The easiest way is to use the public webserver at bescreen.ostendorflab.org. If you want to use BEscreen locally on your computer follow this guide to use its command-line interface.
To run BEscreen, you need to run the script bescreen.py in a Python environment containing several modules. If you want to use the annotations of Ensembl's Variant Effect Predictor (VEP) and NCBI's BLAST you also need the command-line version of these tools (VEP; BLAST). The easiest way to generate such an environment is using conda. We provide multiple environment files for the above mentioned combinations:
environment_basic.yaml (bescreen_basic): The basic environment for the command line version.environment_full.yaml (bescreen_full): The environment for the command line version with Ensembl's VEP and NCBI's BLAST.environment_full_vepfixed.yaml (bescreen_full_vepfixed): The environment for the command line version with Ensembl's VEP with fixed version and NCBI's BLAST (use this if the one without version fixing doesn't work).
WARNING: If you use macOS and the Rosetta2 emulator (which you need, if you want to install VEP using conda), Polars >= 1.27.1 will raise an error. If you encounter this error, you need to install an older version of Polars or the polars-lts-cpu version of Polars. We provide fixed environment files for both:
environment_full_polarsfixed.yaml (bescreen_full_polarsfixed): The environment for the command line version with Ensembl's VEP and NCBI's BLAST and Polars with fixed version (use this if the one without version fixing doesn't work).environment_full_polarsltscpu.yaml (bescreen_full_polarsltscpu): The environment for the command line version with Ensembl's VEP and NCBI's BLAST and the polars-lts-cpu version of Polars (use this if the one without version fixing doesn't work).

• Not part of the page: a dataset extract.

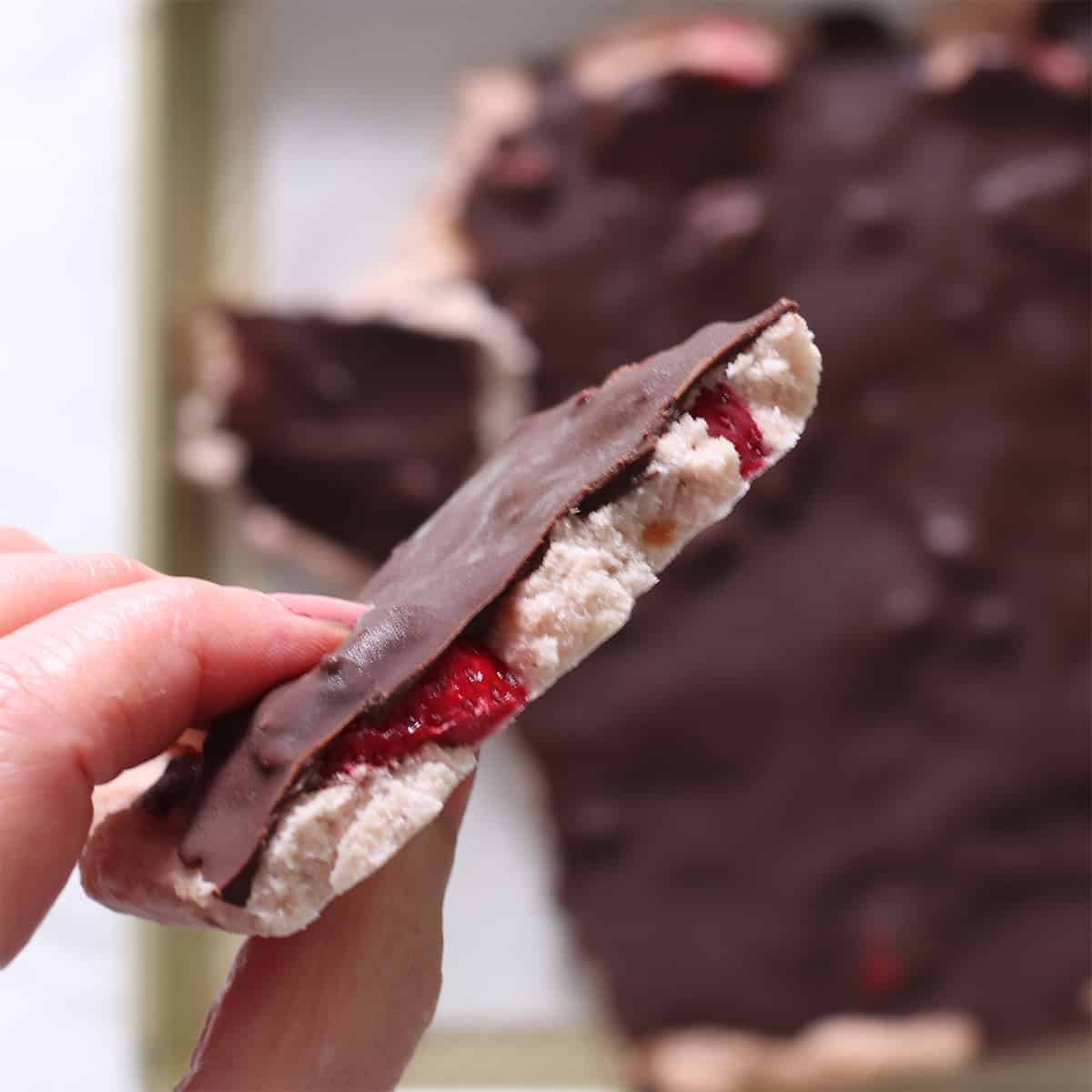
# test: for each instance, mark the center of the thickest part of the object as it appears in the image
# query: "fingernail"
(321, 607)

To install one of these environments run:
# install a conda distribution like mini-forge
git clone https://github.com/ostendorflab/bescreen.git
cd bescreen
# Install with conda:
conda env create -f envs/environment.yaml # replace environment.yaml with one of the above mentioned files
Before you use BEscreen you also need to activate this environment:
# Activate conda environment:
conda activate bescreen # replace bescreen with one of the above mentioned environment names in the parentheses
You also need to download (and install) some reference files from Ensembl's and NCBI's FTP servers. BEscreen was tested with the Ensembl release 112, but others should also work. If you are working with macOS or Linux, you can use from of the download scripts (download_(species)_(wget/curl).sh) to directly download the necessary files to the default locations. Most Linux distributions provide wget per default and macOS provides curl. So, if you don't have the other tool installed, simply use the wget scripts on Linux and the curl scripts on macOS. You need to execute the scripts in the root folder of the repository and you might need to set file permissions before being able to execute them:
git clone https://github.com/ostendorflab/bescreen.git # if not already done
cd bescreen # if not already done
chmod u+x download_(species)_(wget/curl).sh # sets execution rights for the current user
./download_(species)_(wget/curl).sh
The necessary files are:
- human: ftp://ftp.ensembl.org/pub/release-112/fasta/homo_sapiens/dna/Homo_sapiens.GRCh38.dna.primary_assembly.fa.gz
- mouse: ftp://ftp.ensembl.org/pub/release-112/fasta/mus_musculus/dna/Mus_musculus.GRCm39.dna.primary_assembly.fa.gz
- Download the one you need and unzip it (e.g. by using one of the above scripts).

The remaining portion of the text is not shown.